What made this transition so smooth? And how can the industry repeat its T+2 success with future regulatory changes?
Emphasise the opportunity. T+2 presented many potential opportunities for fund managers. A shorter settlement cycle limits daily exposure to counterparties, ensures cash is in the portfolio more quickly and may increase investment opportunities. Discussing these benefits with participants allowed for a greater picture of rationale behind T+2, making it more than just a burden for people to implement.
Take advantage of the shift. T+2 was a chance for firms to look at their procedures, systems and technology infrastructures to identify opportunities for more efficient trading. It was a chance for many firms to ‘look under the hood’ of operations and take advantage of the process for comprehensive changes in approach.
Engage in a dialogue.
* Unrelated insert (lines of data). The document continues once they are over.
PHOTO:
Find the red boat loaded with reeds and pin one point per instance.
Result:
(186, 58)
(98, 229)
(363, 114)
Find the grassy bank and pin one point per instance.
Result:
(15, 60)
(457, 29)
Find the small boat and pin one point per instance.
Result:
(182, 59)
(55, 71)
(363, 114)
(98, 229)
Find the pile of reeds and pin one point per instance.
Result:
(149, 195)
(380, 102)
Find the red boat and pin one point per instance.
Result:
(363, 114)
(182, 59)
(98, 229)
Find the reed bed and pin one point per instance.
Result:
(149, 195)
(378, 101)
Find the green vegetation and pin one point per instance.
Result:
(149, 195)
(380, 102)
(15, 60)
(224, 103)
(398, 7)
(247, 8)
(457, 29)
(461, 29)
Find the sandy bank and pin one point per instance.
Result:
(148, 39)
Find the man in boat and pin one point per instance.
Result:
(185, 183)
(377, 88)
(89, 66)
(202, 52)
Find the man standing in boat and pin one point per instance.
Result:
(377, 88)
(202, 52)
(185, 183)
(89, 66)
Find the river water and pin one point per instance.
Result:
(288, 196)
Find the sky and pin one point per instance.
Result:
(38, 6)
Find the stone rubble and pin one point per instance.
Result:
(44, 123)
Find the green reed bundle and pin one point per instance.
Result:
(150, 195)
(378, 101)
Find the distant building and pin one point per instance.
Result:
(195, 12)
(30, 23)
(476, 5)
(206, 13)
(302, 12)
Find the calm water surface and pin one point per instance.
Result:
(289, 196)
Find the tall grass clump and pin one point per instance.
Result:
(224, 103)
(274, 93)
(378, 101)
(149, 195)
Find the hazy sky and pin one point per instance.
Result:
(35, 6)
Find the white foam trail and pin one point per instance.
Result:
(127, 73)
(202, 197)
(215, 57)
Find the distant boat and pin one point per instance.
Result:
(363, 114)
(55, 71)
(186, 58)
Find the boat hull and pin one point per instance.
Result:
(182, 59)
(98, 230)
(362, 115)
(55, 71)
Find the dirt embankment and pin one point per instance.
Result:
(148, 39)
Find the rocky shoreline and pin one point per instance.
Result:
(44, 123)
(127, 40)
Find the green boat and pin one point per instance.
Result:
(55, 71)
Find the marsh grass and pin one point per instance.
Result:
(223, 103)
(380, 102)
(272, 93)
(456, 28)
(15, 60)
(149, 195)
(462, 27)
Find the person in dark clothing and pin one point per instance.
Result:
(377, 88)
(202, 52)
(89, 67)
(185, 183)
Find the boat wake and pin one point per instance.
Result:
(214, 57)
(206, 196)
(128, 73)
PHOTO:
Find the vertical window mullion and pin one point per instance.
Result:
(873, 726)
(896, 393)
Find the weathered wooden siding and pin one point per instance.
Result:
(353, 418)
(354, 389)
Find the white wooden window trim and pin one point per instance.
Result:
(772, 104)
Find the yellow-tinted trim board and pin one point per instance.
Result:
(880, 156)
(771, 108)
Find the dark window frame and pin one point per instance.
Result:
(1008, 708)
Industry-wide change offers a chance to learn from others. I spoke with a number of clients in the lead-up to T+2 implementation, discussing how the change will impact operational interaction with their counterparties and Northern Trust. We worked with clients to make enhancements to trade communications, cash reporting and reconciliation processes. We did this across the fund custody and accounting environments, particularly from a liquidity standpoint. Our clients were able to take advantage of the larger conversations to do things wiser, smarter or quicker than they might have been able to do on their own.
“Never let a good crisis go to waste,” Winston Churchill famously said. A regulatory change isn’t necessarily a crisis, but it certainly is an opportunity that smart firms don’t let pass by. With preparation and strategic planning, financial firms can ride the waves of regulatory change and emerge better prepared to capture the opportunities created by developments that are sure to come.